AWS reINVENT 2018

Top 10 Key Takeaways From AWS re:INVENT 2018

AWS re:Invent 2018, Amazon’s annual conference was held in Las Vegas this year. It saw a participation of over 40,000 which makes it easily the biggest Cloud event in the world. As expected, AWS introduced plethora of new services and also added new functionalities into existing services. While it continues to set new trends in cloud services, it is interesting to see AWS expanding its boundaries.

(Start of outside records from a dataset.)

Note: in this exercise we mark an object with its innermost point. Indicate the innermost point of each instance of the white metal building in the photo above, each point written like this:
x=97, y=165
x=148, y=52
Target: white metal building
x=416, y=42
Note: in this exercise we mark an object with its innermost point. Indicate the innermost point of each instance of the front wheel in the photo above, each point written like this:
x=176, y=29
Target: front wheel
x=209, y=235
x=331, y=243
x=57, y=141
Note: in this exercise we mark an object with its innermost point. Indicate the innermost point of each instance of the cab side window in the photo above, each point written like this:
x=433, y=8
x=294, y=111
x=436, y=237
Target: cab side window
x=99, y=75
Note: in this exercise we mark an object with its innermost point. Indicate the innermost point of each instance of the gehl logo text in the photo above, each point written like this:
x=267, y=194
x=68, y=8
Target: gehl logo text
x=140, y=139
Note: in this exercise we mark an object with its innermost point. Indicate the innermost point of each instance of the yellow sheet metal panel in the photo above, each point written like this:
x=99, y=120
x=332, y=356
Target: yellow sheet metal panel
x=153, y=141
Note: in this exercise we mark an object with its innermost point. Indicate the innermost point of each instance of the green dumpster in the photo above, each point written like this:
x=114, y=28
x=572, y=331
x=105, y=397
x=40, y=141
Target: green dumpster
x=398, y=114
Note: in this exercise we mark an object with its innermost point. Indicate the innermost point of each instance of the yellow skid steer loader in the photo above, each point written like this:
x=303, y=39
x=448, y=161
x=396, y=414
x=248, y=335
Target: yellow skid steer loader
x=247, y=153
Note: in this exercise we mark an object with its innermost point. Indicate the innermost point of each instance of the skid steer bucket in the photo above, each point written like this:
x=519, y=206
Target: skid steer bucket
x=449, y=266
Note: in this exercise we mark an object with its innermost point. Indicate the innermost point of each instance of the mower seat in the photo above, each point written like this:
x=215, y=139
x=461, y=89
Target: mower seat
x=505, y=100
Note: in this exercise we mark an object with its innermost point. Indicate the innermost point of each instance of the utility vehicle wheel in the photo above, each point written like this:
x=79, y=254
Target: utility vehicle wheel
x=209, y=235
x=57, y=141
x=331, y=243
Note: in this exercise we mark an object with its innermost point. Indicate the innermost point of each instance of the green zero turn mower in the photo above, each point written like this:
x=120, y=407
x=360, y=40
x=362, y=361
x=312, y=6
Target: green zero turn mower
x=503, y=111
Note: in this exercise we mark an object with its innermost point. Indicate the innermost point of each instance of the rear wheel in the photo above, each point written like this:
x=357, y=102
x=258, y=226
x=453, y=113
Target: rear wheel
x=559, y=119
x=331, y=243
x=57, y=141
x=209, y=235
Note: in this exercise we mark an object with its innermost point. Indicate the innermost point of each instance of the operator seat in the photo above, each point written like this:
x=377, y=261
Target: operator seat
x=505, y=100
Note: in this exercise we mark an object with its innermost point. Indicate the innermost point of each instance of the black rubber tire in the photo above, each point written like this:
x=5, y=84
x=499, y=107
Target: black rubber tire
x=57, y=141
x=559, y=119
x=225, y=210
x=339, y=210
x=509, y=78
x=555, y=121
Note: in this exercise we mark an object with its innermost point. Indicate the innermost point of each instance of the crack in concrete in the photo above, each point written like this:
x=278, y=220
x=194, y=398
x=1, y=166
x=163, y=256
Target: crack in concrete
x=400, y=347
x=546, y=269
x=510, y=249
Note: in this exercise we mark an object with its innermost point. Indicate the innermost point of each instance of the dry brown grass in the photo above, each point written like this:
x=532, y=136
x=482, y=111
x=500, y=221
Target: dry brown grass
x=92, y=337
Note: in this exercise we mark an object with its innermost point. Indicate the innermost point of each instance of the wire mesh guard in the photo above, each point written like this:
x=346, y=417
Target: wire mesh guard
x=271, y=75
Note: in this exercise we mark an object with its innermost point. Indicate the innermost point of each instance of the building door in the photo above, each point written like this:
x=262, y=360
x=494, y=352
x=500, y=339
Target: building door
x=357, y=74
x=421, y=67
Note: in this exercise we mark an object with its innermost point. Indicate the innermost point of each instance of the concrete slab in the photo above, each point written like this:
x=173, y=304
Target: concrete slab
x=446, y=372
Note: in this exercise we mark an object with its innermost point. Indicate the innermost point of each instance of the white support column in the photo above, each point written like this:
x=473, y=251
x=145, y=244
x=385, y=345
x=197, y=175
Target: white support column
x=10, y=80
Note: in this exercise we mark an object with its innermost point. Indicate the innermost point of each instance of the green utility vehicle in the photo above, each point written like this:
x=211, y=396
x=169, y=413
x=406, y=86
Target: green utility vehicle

Here are our Top 10 key takeaways from AWS re:Invent 2018

 

  1. AWS announces thirteen new Machine Learning services and capabilities. It has already launched more than 200 significant machine learning capabilities in last 1 year. This showcases the focus of AWS in building an intelligent cloud
  2. Storage is an important decision-making criterion for most Enterprises when they consider embarking on cloud journey. Amazon continues to focus on Storage category by releasing 8 new services and capabilities. This further extends its huge lead over competition
  3. AWS invests in Edge computing and IOT areas. It introduced four new capabilities in this space to make it easier to build strong IOT applications
  4. AWS continues its trend of offering commercial services based on popular open source software. It announced the launch of
    • AWS App Mesh to monitor and control microservices running on AWS. App Mesh uses Envoy, an open source edge and service proxy
    • Amazon Managed Blockchain to create and manage scalable Blockchain networks. It uses, Hyperledger Fabric and Ethereum, two of the popular open source frameworks
    • Amazon Managed Streaming for Kafka (Amazon MSK), a fully managed service to process streaming data. It uses Apache Kafka, an open source distributed streaming platform
  5. AWS heard from its Enterprise customers that multi account management is an issue. Hence, introduced AWS Control Center, a new service to manage multiple accounts
  6. Released a free tool called, AWS Well-Architected Tool to review the state of your workloads and compare them with best practices
  7. Released AWS Security Hub, which gives a holistic view of high-priority security alerts and compliance status across AWS accounts from AWS Inspector, AWS GuardDuty, AWS Macie and even third-party tools
  8. AWS now believes in the Hybrid infrastructure model contrary to its original philosophy that everything has to be on Public cloud. AWS Outpost is its Private cloud equivalent to Azure Stack
  9. Amazon Relational Database Service (RDS) on VMware allows to deploy managed databases in on-premises VMware environments. With Outpost and RDS on-premise, AWS can potentially allow any of its services to run on-premise. This can be a potential threat for many of its partners and ISVs
  10. Here is the interesting news. AWS is testing waters beyond its usual boundaries. It introduced A1 Instances powered by AWS Graviton processor. AWS now offers 117 instance types! If AWS or someone else introduces a new service to recommend the optimal instance type for a workload, it will be an instant hit. Isn’t it?